Над крыльцом висели тяжелые кисти связанной в пучки калины. Неяркий предвечерний луч солнца с открытой калитки просветил Марту, Дмитрия и потух — кто-то с улицы затворил калитку.
— Выберу время, когда старик раздобрится, и скажу ему о нашей любви. Слышал, что о тебе говорил…
— Кто его знает. Старика твоего не раскусишь спроста. Его слово слушай и прислушивайся.

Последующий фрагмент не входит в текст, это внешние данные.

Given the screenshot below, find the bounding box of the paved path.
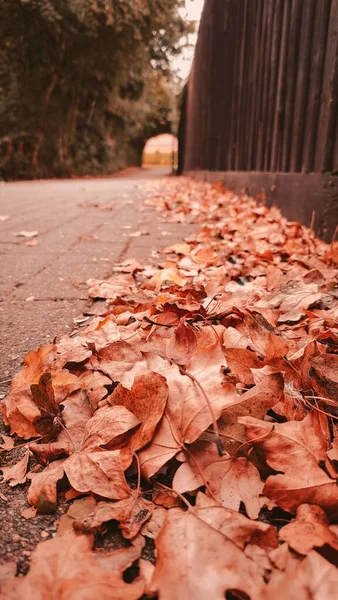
[0,169,192,393]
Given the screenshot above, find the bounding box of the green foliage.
[0,0,187,179]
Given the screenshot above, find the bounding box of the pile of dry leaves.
[2,180,338,600]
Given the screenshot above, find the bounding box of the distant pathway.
[0,169,192,393]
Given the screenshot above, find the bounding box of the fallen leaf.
[279,504,338,555]
[0,450,29,487]
[150,509,264,600]
[13,230,38,238]
[74,492,153,539]
[63,450,130,500]
[108,372,168,463]
[82,404,141,451]
[240,412,338,518]
[3,534,144,600]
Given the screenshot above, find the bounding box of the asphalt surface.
[0,169,192,395]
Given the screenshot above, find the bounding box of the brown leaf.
[279,504,338,555]
[0,450,29,487]
[203,458,264,519]
[1,345,56,439]
[109,372,168,462]
[56,335,92,366]
[81,404,140,452]
[74,493,153,539]
[264,544,338,600]
[259,281,322,323]
[79,371,111,410]
[63,450,130,500]
[219,369,284,451]
[31,373,62,441]
[88,340,142,381]
[240,412,338,518]
[139,344,237,477]
[224,348,264,385]
[28,460,64,514]
[0,433,14,452]
[310,354,338,400]
[8,534,144,600]
[13,230,38,238]
[151,509,264,600]
[144,268,186,292]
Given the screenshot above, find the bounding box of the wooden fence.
[179,0,338,237]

Услышишь одно, а в нем еще другое есть, как орех в скорлупе, — оперся рукой о грецкий орех.
И вдруг вздрогнула девушка, обернулась к воротам: с улицы размашисто зазвенел балагурский колокольчик.
— Неужели к нам? Неужели к нам? — искривилась от боли.
Растворились ворота.
Украшенные цветными лентами, подлетели под крылечко задымленные шпаки, и Митрофан Созоненко в шапке-макитре встал с телеги, за ним потянулся высокий, выше отца на целую голову, Лифер. Он сразу же злостно захлопал на Дмитрия.
— Марта, родители дома? — вытирая пот с рыжего лица, усеянного большими конопатыми веснушками, старый Созоненко подал девушке ржавую руку.
— Дома, — обернулась, вздрогнуло плечо и, наклонив голову, девушка повела гостей в дом. Гусем проплыл весь в черном Лифер, смотря свысока вниз.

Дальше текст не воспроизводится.